While MongoDB has a query-like language that you can use and feels very intuitive, CouchDB takes a "map-reduce" approach and this concepts of views. It feels odd at first, but as you get the hang of it, it really starts feeling intuitive.
Here is a quick overview so it makes some sense:
- CouchDB stores all your data in a b-tree
- You cannot "query" it dynamically with something like "SELECT * FROM user WHERE..."
- Instead, you define discrete "views" of your data... "here is a view of all my users", "here is a view of all users older than 10" "here is a view of all users older than 30" and so on.
- These views are defined using map-reduce approach and are defined as JavaScript functions.
- When you define a view, the DB starts feeding all the documents of the DB you assigned the view to, through it and recording the results of your functions as the "index" on that data.
- There are some basic queries you can do on the views like asking for a specific key (ID) or range of IDs regardless of what your map/reduce function does.
- Read through these slides, it's the best clarification of map/reduce in Couch I've seen.
So both of these sources use JSON documents, but CouchDB follows this more "every server is a master and can sync with the world" approach which is fantastic if you need it, while MongoDB is really the MySQL of the NoSQL world.

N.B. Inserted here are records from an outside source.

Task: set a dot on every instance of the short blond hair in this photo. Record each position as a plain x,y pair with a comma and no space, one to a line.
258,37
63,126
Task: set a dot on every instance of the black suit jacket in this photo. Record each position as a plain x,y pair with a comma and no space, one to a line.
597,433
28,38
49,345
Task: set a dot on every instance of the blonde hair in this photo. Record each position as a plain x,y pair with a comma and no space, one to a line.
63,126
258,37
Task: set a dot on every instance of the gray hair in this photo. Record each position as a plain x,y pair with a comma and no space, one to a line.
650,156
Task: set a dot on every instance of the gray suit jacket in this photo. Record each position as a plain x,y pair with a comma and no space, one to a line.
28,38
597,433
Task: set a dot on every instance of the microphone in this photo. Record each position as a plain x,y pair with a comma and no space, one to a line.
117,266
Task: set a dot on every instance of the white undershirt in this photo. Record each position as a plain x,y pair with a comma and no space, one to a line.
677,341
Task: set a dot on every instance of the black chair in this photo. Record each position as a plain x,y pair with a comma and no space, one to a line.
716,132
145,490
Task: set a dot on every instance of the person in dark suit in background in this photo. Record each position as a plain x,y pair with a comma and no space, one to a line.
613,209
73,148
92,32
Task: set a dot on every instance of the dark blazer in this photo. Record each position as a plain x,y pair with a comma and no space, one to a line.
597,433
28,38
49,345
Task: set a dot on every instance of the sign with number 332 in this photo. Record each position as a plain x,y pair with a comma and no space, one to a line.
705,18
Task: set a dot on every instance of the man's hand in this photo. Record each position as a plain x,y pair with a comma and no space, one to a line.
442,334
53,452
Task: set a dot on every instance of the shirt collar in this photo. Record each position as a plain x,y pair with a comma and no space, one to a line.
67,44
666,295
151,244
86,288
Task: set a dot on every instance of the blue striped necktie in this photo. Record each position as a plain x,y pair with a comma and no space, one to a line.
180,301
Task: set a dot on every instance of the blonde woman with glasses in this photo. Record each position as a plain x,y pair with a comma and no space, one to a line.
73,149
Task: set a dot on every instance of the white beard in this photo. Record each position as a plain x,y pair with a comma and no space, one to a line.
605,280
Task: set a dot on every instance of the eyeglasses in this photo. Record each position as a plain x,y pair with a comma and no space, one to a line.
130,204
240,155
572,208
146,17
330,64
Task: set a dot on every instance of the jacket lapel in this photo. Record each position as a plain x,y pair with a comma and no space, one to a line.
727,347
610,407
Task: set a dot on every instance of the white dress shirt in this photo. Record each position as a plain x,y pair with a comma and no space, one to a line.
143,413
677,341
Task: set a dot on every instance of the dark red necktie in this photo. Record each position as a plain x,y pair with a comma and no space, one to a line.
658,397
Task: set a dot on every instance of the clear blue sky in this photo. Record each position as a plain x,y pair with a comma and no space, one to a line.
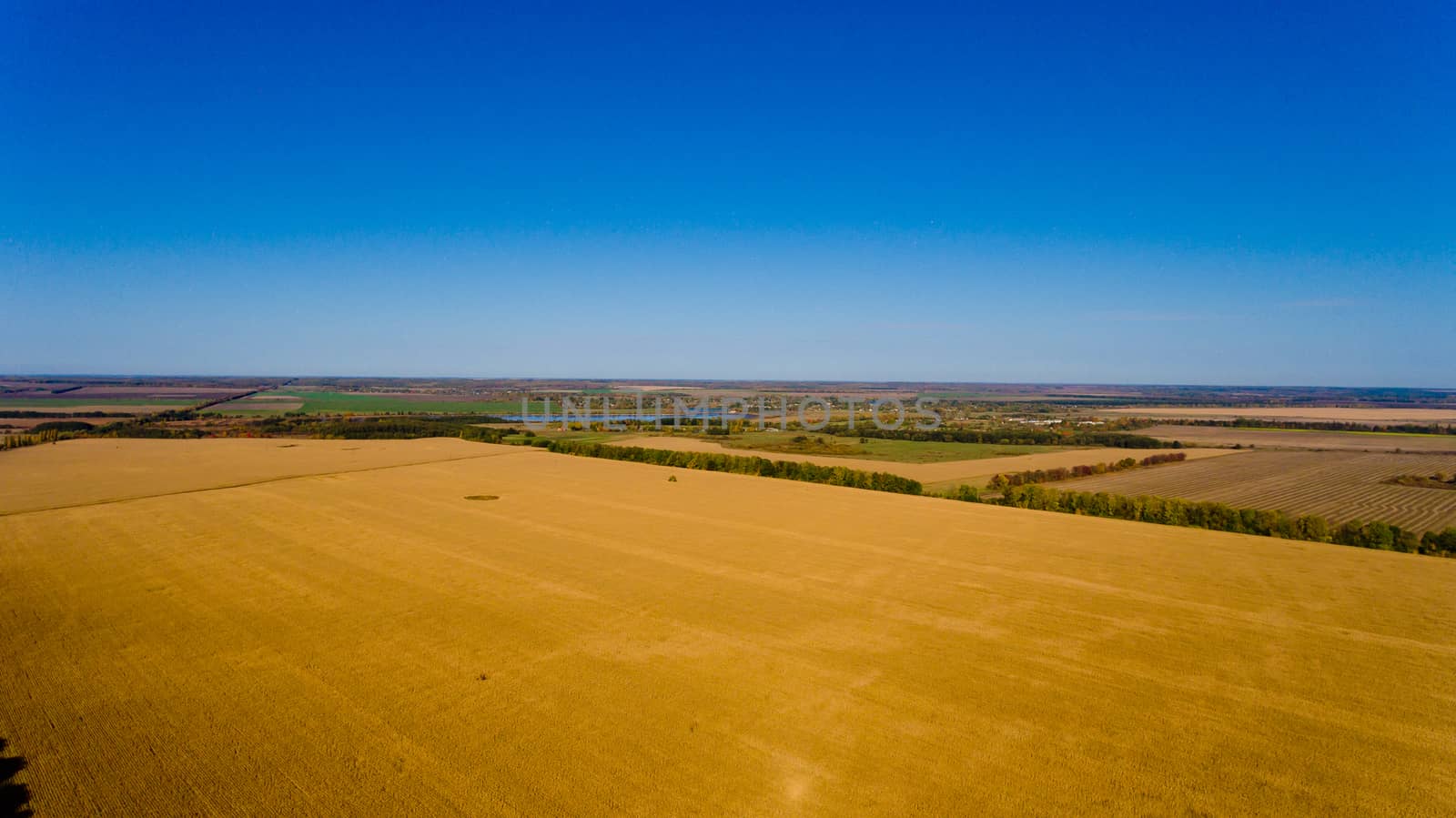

So if that sounds more like what you need/want, go for that.
Little differences like Mongo's binary protocol vs the RESTful interface of CouchDB are all minor details.
If you want raw speed and to hell with data safety, you can make Mongo run faster than CouchDB as you can tell it to operate out of memory and not commit things to disk except for sparse intervals.
You can do the same with Couch, but it's HTTP-based communication protocol is going to be 2-4x slower than raw binary communication with Mongo in this "speed over everything!" scenario.
Keep in mind that raw crazy insane speed is useless if a server crash or disk failure corrupts and toasts your DB into oblivion, so that data point isn't as amazing as it might seem (unless you are doing real-time trading systems on Wall Street, in which case look at Redis).
Hope that all helps!
See following links
- CouchDB Vs MongoDB
- MongoDB or CouchDB - fit for production?
- DB-Engines - Comparison CouchDB vs. MongoDB
Update: I found great comparison of NoSQL databases.
MongoDB (3.2)
- Written in: C++
- Main point: JSON document store
- License: AGPL (Drivers: Apache)
- Protocol: Custom, binary (BSON)
- Master/slave replication (auto failover with replica sets)
- Sharding built-in
- Queries are javascript expressions
- Run arbitrary javascript functions server-side
- Has geospatial indexing and queries
- Multiple storage engines with different performance characteristics
- Performance over features
- Document validation
- Journaling
- Powerful aggregation framework
- On 32bit systems, limited to ~2.5Gb
- Text search integrated
- GridFS to store big data + metadata (not actually an FS)
- Data center aware
Best used: If you need dynamic queries. If you prefer to define indexes, not map/reduce functions. If you need good performance on a big DB. If you wanted CouchDB, but your data changes too much, filling up disks.
For example: For most things that you would do with MySQL or PostgreSQL, but having predefined columns really holds you back.
CouchDB (1.2)
- Written in: Erlang
- Main point: DB consistency, ease of use
- License: Apache
- Protocol: HTTP/REST
- Bi-directional (!) replication,
- continuous or ad-hoc,
- with conflict detection,
- thus, master-master replication. (!)
- MVCC - write operations do not block reads
- Previous versions of documents are available
- Crash-only (reliable) design
- Needs compacting from time to time
- Views: embedded map/reduce
- Formatting views: lists & shows
- Server-side document validation possible
- Authentication possible
- Real-time updates via '_changes' (!)
- Attachment handling
Best used: For accumulating, occasionally changing data, on which pre-defined queries are to be run. Places where versioning is important.
For example: CRM, CMS systems. Master-master replication is an especially interesting feature, allowing easy multi-site deployments.